First: if you see a fake of your product about which you did not know, try and buy it, if you can. Better the devil you know than the devil you don’t. If you know what’s different about it (and there will be something, however small), you can alert those you need to tell. Where possible, once you know the foibles of the fake, you can update your own product at the next production run, ensuring you keep two steps ahead. Regularly updating packaging and use of images too always helps too.

Secondly: regularly ‘google’ your brand, and not just in English. Be creative. Describe your product as you would if playing the excellent game Taboo where, when asked to describe an apple, you must not say round, fruit, green, red, tree or crunchy.  Think laterally. Use search terms where the product’s application is inferred, rather than just the product description.

Three: when, and if, you find infringing products online. Report them for removal. Use your intellectual property to do this – registered trademarks, design rights and patents. Copyright is also a useful force – words and images. Every single e-commerce site worth its salt has an official portal for reporting infringing products and sellers for removal. So do it. If you get it wrong the first time, just try again. Make sure you attribute the right intellectual property to the infringement. So, for example, if you have someone copying your logo, use your trademark certificate to prove your ownership.

Four: don’t be deterred by Brexit! Intellectual property is territorial BUT the IPO is granting UK rights to owners of EU registered rights – whether these by Design Rights or Trademarks.
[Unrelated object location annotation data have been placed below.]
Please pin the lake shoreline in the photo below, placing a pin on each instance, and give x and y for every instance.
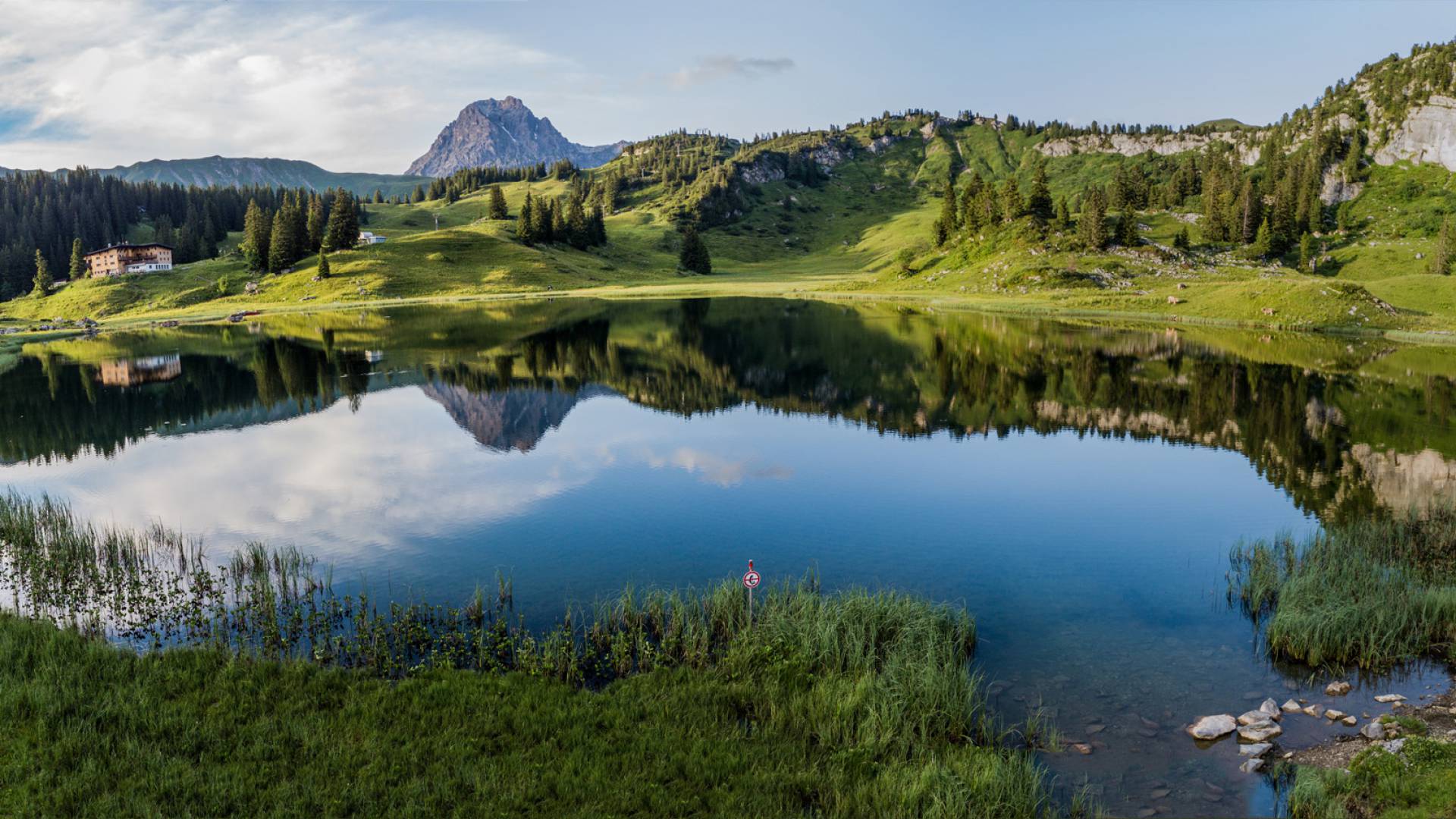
(774, 289)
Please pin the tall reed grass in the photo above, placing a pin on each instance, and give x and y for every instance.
(861, 701)
(1366, 594)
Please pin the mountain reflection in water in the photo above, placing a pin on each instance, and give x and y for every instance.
(1335, 425)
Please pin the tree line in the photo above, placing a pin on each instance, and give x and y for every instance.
(303, 223)
(49, 213)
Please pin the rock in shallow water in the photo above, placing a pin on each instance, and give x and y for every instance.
(1213, 727)
(1258, 732)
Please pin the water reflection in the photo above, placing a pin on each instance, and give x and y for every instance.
(1329, 422)
(1078, 488)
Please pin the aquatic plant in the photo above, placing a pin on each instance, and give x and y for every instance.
(856, 703)
(1367, 594)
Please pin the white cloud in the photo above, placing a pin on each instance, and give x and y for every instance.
(124, 80)
(726, 66)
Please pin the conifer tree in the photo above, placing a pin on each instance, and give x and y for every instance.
(558, 222)
(526, 223)
(545, 226)
(343, 229)
(1263, 241)
(577, 231)
(1012, 205)
(693, 256)
(1126, 234)
(42, 276)
(281, 241)
(1251, 212)
(498, 209)
(1038, 202)
(1442, 259)
(313, 228)
(1183, 241)
(256, 229)
(77, 260)
(598, 224)
(1091, 229)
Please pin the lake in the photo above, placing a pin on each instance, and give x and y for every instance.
(1078, 488)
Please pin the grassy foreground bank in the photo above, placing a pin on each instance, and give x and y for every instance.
(848, 704)
(1367, 594)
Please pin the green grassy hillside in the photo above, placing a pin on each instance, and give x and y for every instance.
(780, 218)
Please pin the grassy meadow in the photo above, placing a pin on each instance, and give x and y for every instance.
(862, 231)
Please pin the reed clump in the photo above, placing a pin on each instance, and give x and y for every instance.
(855, 703)
(1366, 594)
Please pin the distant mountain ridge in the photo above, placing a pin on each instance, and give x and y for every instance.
(504, 133)
(243, 171)
(223, 171)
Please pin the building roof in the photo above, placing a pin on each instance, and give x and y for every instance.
(128, 245)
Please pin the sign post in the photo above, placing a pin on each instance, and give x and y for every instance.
(750, 579)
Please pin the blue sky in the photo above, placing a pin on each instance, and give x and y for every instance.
(366, 86)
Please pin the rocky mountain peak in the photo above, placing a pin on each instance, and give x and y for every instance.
(504, 133)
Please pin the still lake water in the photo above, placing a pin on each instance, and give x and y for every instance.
(1076, 488)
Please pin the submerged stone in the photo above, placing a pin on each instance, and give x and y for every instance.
(1213, 727)
(1250, 717)
(1258, 732)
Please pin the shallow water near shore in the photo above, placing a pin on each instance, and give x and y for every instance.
(1076, 488)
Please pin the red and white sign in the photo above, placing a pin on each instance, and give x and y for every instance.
(750, 579)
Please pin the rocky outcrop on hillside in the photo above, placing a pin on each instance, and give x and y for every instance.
(1163, 145)
(1334, 187)
(504, 133)
(772, 167)
(1427, 134)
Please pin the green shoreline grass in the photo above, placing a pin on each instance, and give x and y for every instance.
(747, 289)
(846, 704)
(1369, 594)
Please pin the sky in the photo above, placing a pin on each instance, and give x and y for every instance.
(369, 85)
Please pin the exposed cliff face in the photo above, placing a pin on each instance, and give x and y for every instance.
(1427, 134)
(504, 133)
(1334, 187)
(770, 167)
(1163, 145)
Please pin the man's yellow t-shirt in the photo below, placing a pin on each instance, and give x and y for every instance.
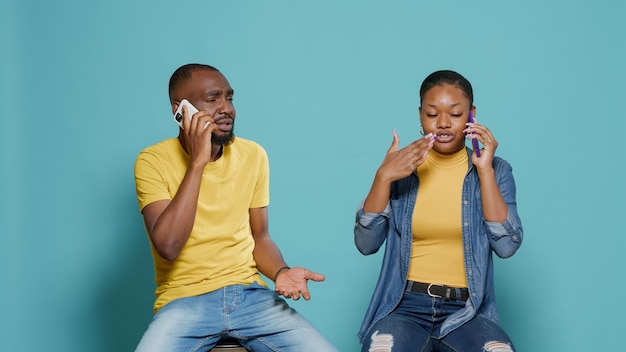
(218, 252)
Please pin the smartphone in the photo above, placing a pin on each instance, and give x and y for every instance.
(474, 141)
(178, 115)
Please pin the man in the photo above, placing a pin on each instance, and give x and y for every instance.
(204, 200)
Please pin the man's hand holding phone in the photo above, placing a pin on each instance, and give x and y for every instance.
(197, 128)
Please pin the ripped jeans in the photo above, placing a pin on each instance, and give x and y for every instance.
(413, 325)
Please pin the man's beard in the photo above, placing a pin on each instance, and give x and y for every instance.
(223, 139)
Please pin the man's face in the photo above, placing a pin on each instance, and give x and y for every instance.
(210, 91)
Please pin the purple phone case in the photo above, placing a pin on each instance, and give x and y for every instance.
(474, 141)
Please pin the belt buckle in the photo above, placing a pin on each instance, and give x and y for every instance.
(432, 294)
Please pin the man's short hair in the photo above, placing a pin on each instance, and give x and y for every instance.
(183, 75)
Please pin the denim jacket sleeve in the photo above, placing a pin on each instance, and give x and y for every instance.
(506, 237)
(370, 229)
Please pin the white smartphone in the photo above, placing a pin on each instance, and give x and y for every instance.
(178, 115)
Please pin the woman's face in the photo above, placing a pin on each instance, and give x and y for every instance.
(444, 112)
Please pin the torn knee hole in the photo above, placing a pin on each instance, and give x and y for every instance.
(381, 342)
(495, 346)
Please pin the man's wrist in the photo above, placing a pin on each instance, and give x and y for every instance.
(280, 271)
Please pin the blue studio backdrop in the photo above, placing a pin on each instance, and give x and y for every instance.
(321, 85)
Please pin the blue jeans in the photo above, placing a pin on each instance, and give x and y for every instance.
(254, 315)
(415, 323)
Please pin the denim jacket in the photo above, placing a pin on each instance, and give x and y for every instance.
(480, 238)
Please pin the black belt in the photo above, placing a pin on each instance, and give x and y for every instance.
(440, 291)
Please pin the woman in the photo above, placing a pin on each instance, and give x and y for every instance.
(443, 209)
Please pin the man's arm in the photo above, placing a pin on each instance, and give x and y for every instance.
(289, 283)
(169, 222)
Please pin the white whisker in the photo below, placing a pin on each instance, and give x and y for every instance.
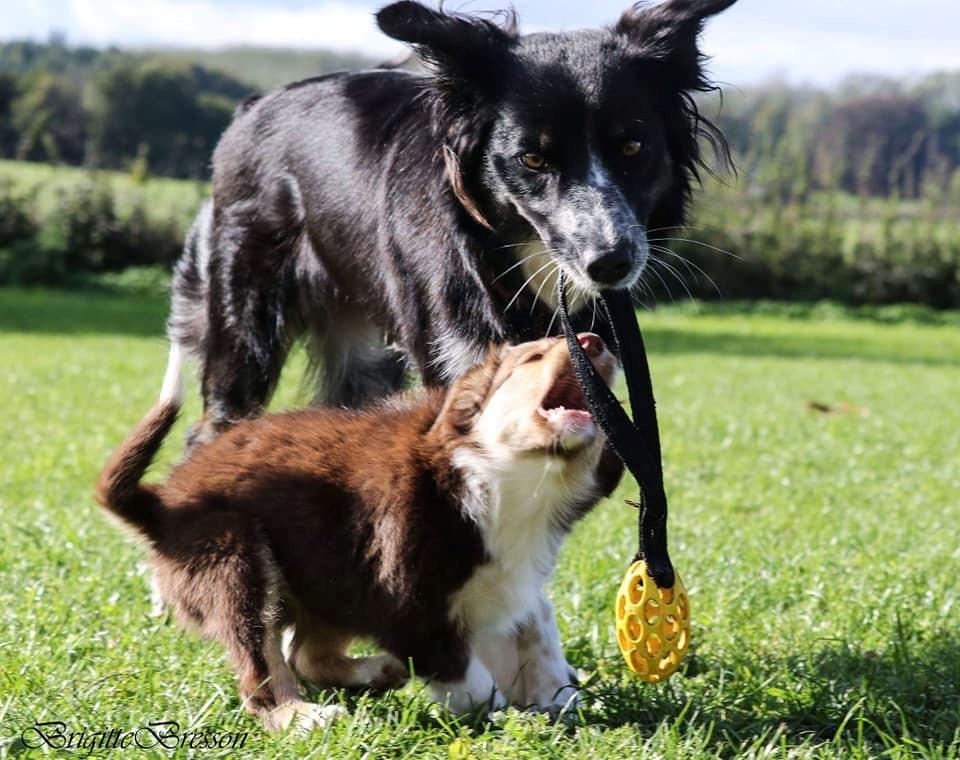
(523, 287)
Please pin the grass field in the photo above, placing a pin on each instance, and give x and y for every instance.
(821, 552)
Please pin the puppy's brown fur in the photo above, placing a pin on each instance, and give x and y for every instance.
(362, 523)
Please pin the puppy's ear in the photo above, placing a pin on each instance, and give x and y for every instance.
(466, 397)
(668, 33)
(461, 48)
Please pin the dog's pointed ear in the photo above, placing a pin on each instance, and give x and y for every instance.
(459, 47)
(668, 33)
(466, 397)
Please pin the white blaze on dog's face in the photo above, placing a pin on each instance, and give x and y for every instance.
(535, 404)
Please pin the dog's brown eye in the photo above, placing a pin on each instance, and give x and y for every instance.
(533, 161)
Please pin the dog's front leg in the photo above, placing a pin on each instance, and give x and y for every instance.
(476, 689)
(529, 665)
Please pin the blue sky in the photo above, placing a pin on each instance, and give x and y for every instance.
(815, 41)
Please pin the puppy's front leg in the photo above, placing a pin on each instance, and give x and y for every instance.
(529, 665)
(476, 689)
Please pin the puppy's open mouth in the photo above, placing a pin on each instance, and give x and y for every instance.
(564, 406)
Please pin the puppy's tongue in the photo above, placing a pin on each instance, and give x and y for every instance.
(564, 403)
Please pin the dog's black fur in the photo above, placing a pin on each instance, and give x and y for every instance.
(382, 213)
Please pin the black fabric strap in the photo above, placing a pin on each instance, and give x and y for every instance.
(636, 442)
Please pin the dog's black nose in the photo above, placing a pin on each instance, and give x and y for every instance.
(611, 267)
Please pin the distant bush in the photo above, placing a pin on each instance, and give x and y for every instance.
(824, 246)
(85, 234)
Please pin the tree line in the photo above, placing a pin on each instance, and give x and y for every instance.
(112, 108)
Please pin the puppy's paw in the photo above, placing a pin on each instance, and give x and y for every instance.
(386, 672)
(302, 716)
(319, 717)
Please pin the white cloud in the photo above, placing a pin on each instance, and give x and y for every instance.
(817, 41)
(201, 23)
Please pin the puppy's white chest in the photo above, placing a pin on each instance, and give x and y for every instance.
(498, 596)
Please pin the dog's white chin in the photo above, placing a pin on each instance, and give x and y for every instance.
(574, 428)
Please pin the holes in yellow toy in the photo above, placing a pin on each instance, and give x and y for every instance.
(653, 625)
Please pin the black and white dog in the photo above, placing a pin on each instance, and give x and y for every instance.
(394, 219)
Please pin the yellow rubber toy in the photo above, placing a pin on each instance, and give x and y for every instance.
(653, 624)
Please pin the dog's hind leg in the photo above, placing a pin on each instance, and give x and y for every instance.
(318, 654)
(251, 305)
(353, 364)
(246, 616)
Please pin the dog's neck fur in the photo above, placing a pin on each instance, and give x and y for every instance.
(523, 507)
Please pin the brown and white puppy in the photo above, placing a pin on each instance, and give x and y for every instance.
(429, 523)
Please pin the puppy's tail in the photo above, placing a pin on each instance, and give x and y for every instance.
(118, 488)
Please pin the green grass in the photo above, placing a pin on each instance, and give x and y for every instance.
(162, 197)
(820, 551)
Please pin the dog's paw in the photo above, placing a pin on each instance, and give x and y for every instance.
(318, 717)
(386, 672)
(563, 704)
(302, 716)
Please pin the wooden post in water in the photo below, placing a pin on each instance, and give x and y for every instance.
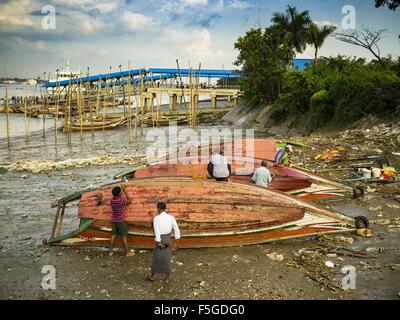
(98, 97)
(80, 105)
(25, 111)
(7, 114)
(45, 109)
(129, 104)
(89, 94)
(57, 108)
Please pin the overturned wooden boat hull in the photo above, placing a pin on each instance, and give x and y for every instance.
(298, 182)
(165, 121)
(97, 125)
(209, 213)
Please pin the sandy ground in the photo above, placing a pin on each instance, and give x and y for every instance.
(220, 273)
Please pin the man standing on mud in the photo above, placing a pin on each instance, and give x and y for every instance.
(262, 176)
(163, 225)
(119, 225)
(219, 167)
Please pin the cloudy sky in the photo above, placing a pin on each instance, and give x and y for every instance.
(154, 33)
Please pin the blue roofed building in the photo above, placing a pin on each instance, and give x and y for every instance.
(300, 63)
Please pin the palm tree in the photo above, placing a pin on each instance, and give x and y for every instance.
(293, 26)
(317, 35)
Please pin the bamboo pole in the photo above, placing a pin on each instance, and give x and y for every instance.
(45, 110)
(57, 108)
(129, 104)
(98, 97)
(80, 104)
(88, 93)
(67, 116)
(7, 114)
(106, 104)
(25, 111)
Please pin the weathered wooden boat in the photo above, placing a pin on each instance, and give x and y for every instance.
(295, 181)
(164, 120)
(96, 125)
(209, 213)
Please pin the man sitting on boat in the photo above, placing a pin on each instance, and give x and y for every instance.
(119, 225)
(262, 176)
(284, 155)
(163, 225)
(219, 167)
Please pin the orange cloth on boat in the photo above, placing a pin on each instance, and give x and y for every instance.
(163, 224)
(220, 163)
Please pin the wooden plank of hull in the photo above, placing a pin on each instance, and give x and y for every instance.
(97, 125)
(101, 238)
(262, 149)
(201, 200)
(282, 183)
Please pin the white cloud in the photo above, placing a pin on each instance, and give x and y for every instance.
(136, 21)
(15, 14)
(196, 46)
(179, 6)
(321, 23)
(240, 4)
(37, 45)
(86, 23)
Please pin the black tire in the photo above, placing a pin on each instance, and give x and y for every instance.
(358, 191)
(361, 222)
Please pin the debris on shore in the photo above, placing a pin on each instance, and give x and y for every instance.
(40, 166)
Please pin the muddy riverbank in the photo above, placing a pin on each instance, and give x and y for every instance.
(220, 273)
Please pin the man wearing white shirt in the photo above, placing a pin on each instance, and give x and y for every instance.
(218, 167)
(262, 176)
(163, 225)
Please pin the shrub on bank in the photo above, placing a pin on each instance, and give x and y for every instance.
(340, 90)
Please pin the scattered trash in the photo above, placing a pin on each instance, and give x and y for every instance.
(395, 206)
(275, 256)
(313, 265)
(378, 208)
(345, 239)
(40, 166)
(381, 222)
(395, 266)
(327, 155)
(364, 232)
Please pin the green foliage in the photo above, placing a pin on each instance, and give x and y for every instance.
(261, 56)
(340, 91)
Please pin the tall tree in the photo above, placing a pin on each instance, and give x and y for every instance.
(317, 36)
(392, 4)
(366, 38)
(262, 58)
(292, 26)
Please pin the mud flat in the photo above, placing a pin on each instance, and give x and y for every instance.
(220, 273)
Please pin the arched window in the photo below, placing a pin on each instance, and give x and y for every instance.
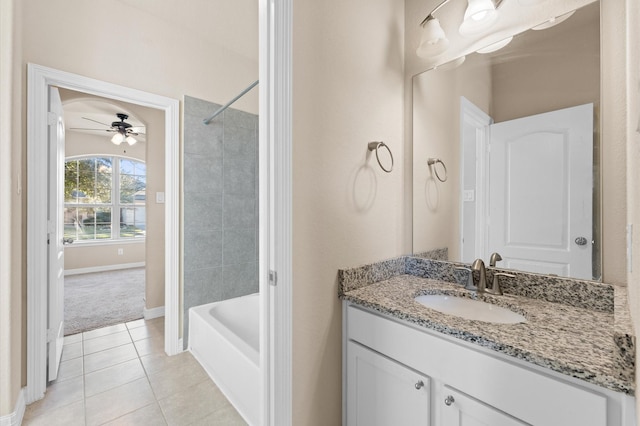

And Amazon, is proactively ‘granting’ the same within its Brand Registry portal, if your brand is registered. But of course, it’s not the same in the other direction.

Five: where you can, be honest with your customers, and your supply chain. Tell them there are replica products ‘out there’ and to be careful of what they buy. Customers need to be savvy and aware … and it’s in every brand’s interest to continue an authentic relationship with customers who have trust in their products. On, or offline.